Sie dreht total durch: Mund und Augen weit aufgerissen, die langen Haarsträhnen wild um ihr Gesicht fliegend, Arme ausgebreitet, will die junge Frau in Rock, Bluse und langen weißen Kniestrümpfen sofort losrennen - nur der milde lächelnde Cop hält sie mit sanftem Druck noch zurück. Doch die Menge hinter ihr drängt bereits nach, denn - unfassbar - die Beatles steigen aus einer Limousine!

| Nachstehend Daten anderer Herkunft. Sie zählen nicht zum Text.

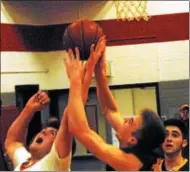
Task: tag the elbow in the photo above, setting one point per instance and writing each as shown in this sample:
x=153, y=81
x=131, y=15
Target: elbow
x=78, y=132
x=7, y=144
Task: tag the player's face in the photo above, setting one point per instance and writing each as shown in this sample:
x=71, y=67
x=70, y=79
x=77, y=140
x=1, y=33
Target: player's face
x=43, y=141
x=131, y=125
x=174, y=141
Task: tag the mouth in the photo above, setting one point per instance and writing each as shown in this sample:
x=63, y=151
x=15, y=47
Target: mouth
x=169, y=146
x=39, y=140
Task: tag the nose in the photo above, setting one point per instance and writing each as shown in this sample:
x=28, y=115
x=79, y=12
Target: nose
x=44, y=132
x=169, y=138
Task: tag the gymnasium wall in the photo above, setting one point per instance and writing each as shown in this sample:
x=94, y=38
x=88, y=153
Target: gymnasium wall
x=132, y=63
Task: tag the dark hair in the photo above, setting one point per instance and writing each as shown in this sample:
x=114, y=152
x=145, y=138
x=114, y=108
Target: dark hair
x=183, y=107
x=178, y=123
x=152, y=133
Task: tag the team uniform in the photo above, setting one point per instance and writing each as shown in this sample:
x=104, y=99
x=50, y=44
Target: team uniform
x=51, y=162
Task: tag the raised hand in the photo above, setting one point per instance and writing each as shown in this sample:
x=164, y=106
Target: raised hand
x=96, y=53
x=100, y=68
x=38, y=101
x=74, y=67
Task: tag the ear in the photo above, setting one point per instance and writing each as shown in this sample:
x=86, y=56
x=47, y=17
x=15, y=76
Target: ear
x=184, y=144
x=132, y=140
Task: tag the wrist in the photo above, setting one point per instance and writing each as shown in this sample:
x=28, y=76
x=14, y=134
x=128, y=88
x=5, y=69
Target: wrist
x=76, y=82
x=29, y=110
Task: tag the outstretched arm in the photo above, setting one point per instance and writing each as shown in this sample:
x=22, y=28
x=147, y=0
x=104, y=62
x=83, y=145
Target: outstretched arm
x=106, y=99
x=17, y=132
x=63, y=140
x=78, y=125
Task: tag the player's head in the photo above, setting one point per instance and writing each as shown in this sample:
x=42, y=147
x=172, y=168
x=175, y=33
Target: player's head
x=43, y=141
x=184, y=111
x=145, y=131
x=176, y=137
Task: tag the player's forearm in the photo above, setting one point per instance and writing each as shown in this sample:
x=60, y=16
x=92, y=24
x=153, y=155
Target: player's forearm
x=87, y=80
x=105, y=96
x=17, y=131
x=63, y=139
x=76, y=113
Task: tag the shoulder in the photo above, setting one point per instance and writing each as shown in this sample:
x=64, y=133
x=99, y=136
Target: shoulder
x=20, y=155
x=185, y=167
x=52, y=161
x=158, y=165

"Fast kann ich den Schrei des Mädchens hören", kommentiert Paul McCartney trocken diese Szene knapp 60 Jahre später in einer lakonischen Bildunterschrift. Er war in Miami vor dem Hotel aus dem Wagen gestiegen und hatte das Teenager-Empfangskomitee mit seiner kleinen Pentax geknipst. So wie er auch hinter der Bühne, in der Garderobe Schwarz-Weiß-Fotos machte, Ende 1963 in Liverpool, als die Gruppe gerade in England durchzustarten begann.
Paul McCartney: "Ich bin ein begeisterter Gelegenheitsfotograf"
Ringo wie ein Konfirmand: dunkler Anzug, weißes Hemd, Strickkrawatte; den Kopf in der rechten Hand aufgestützt, sitzt er nachdenklich da. Ein ruhiger Moment vor dem nächsten Gig.
John mit dicker Hornbrille, die er dann für die Auftritte abnahm, weil ihm Brilletragen damals peinlich war; im Hintergrund wellt sich eine Blümchengardine.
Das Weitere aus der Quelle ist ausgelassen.